Finding funding for MCN2011

Regular readers will know that I’m volunteering with the MCN marketing committee in the lead up to the 2011 conference. The conference is on in Atlanta, GA 16-19 November – and I am mad keen to get along for a couple of reasons. The main one is because Koven Smith has asked me to be a panellist on his panel asking “What’s the point of a museum website?“, which will pick up where his Ignite Smithsonian speech left off. This is an awesome discussion, and I can’t believe I’ve been asked to be part of it. Having said that, being a poor PhD student whose already been to the States once this year, my ability to attend is going to rely on more than just wishing.

To that end, I’ve put in an application for one of the MCN2011 scholarships, of which there are 15 (plus a further 4 scholarship funded by Kress Foundation and THATCamp). The closing date is next Monday, 1 August and full details are available on the website. I must confess I’m a little bit torn between wanting to promote them as is my role as vollie, and wanting to minimise competition so I actually get one. Ha.

I’m also applying for an ArtsNSW quick response grant, which is funding “available for professional individuals, groups and small- to medium-sized organisations who have received an unexpected invitation to participate in a recognised national or international arts and cultural event/activity.” I’ve never applied for a grant before, so I’m not sure how I’ll go with that… but hopefully they will recognise that this is a pretty awesome and unexpected opportunity and will give me enough to cover the flights over. My fingers are firmly crossed.

It’s all a bit exciting even at this stage… but it will be much more so if I can actually secure funding in order to make it over to the conference. I’ve had a sneak peak at the program, and it looks great. I’ll post more about it once the program goes live (which shouldn’t be too far away now).

Thoughts on the closure of the Dutch Museum of National History

My first guest geek Jasper Visser (don’t worry – there’s another geek speak coming soon) has just announced on his blog that his museum – the Dutch Museum of National History (INNL) – will no longer operate from 1 January 2012, following the announcement of funding cuts by Netherlands’ secretary of state responsible for culture.

This is a terribly disappointing – although not entirely surprising – thing to have happened. When I first met Jasper at MW2011, I spoke to him a little bit about the INNL network – the museum website that won the Best of the Web award for innovation – and at the time, he mentioned that it was possible that his institution could close at any time. I dismissed the possibility… coming from Australia, where our politicians are generally fairly centrist in action if not always in rhetoric, I didn’t really take seriously the threat that someone might close such an interesting and innovative project for seemingly political reasons.** And yet only months later, here we are.

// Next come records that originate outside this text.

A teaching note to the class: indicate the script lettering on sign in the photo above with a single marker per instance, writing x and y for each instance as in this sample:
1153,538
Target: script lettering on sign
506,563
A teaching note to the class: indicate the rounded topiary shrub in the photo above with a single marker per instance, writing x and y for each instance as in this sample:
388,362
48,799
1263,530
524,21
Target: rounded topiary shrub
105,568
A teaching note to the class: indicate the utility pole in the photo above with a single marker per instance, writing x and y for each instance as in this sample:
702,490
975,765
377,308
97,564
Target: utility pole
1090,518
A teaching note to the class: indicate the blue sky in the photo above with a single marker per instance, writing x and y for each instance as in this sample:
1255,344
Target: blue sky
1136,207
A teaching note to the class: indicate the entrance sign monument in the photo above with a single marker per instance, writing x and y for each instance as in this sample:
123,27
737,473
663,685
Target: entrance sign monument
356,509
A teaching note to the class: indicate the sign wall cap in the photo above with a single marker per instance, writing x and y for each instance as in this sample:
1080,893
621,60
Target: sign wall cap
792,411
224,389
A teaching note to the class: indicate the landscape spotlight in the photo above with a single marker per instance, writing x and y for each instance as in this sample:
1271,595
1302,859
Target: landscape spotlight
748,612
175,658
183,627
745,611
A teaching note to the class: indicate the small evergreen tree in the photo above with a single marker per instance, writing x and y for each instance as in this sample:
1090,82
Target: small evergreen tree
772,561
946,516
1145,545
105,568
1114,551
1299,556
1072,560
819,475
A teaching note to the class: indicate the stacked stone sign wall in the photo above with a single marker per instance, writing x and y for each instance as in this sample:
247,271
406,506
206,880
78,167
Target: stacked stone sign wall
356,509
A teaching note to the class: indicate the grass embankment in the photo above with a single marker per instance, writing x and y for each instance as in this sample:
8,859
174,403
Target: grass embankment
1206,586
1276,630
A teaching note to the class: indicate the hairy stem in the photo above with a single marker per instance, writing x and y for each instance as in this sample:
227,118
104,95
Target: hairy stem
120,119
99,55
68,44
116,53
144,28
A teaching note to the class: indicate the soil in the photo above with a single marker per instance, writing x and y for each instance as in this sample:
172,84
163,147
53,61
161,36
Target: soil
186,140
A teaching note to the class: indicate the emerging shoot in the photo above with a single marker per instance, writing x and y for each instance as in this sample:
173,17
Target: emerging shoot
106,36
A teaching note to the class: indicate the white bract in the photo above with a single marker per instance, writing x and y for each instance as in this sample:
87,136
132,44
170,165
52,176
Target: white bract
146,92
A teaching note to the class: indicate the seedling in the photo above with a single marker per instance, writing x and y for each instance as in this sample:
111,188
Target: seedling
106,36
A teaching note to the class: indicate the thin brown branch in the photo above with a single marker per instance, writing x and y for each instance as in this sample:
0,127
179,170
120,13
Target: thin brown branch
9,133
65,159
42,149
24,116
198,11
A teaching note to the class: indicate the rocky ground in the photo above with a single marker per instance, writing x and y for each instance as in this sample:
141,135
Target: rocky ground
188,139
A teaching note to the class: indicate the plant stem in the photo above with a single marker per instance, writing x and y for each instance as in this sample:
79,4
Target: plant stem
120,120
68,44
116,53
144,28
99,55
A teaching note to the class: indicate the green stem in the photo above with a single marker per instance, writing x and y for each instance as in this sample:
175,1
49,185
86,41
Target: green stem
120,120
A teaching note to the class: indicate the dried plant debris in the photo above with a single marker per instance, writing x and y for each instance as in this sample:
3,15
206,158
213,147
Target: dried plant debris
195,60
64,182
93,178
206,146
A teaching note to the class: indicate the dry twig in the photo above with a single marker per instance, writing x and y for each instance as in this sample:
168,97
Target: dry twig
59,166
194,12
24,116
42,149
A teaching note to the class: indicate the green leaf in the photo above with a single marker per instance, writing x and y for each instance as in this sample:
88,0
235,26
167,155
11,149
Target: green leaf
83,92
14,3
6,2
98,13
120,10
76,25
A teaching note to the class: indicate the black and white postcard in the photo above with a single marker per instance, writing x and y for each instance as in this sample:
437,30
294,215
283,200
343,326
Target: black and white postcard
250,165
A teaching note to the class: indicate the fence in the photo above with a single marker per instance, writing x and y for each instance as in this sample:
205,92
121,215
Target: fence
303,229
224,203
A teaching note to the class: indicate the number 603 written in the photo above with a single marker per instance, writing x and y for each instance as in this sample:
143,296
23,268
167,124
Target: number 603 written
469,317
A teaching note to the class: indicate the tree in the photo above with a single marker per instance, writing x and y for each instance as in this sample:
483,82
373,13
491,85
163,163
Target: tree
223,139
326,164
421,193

A few weeks ago, I was talking to Seb about the INNL and he remarked how vulnerable it was, being a national museum in a politically unstable country, and moreso being a museum without objects. And its true. After all, our very concept of what a museum is and should be is grounded in the fact that museums are the places that house objects. In Cabinets for the Curious: Looking Back at Early English Museums, Ken Arnold writes (p4) that early museums had three strategies for creating knowledge, being “the telling of stories, the use of objects, and the imposition of order upon them.” The INNL did use objects – like the National Vending Machine, or selected objects through which stories could be told – but it did not house a permanent collection. Instead, it sought to excite people about Dutch national history through stories and projects. And with concepts like “The ‘Land of What If’, a room with alternative Dutch histories”, no wonder it was vulnerable at a time when cultural institutions were threatened by politics.

Despite – and possibly because of – its short life, the INNL raises lots of questions for me about the nature of museums, and what a museum is and should be. Can a museum preserve the past without objects? Does the provenance of a museum come from the provenance of its objects, or its people?

As much as I love and am captured by the ideas behind the INNL, I wonder whether it was always going to be a time-limited project. Reading the vision of the project, I always feel inspired – but without objects, a museum of this nature can only ever be as successful as the people who are behind it, and it is likely that with time and staff changes, a sense of inertia would gain hold.

Yet the fact that it was (or appeared to be) successful during its short life should absolutely inspire those of us working in museums with exhibits to consider how we too could excite people about what we do if we didn’t have our objects to rely on – if we were forced to find new and more creative ways to tell stories.

In the mean time, I’m not sure what Jasper plans to do – or if he will stick around in this field… He has something of the entrepreneurial/world changing spirit about him and I imagine he might want to move on. But I look forward to seeing what he turns his hand to next.

**NB: I’ve recently learned that funding has been cut for This is Not Art – an arts festival that runs annually in my home town. This year might be the first year in over a decade that it doesn’t run, and I am fairly sure that the reasons behind this are political as well… so maybe even in Aust, culture is never safe from politics.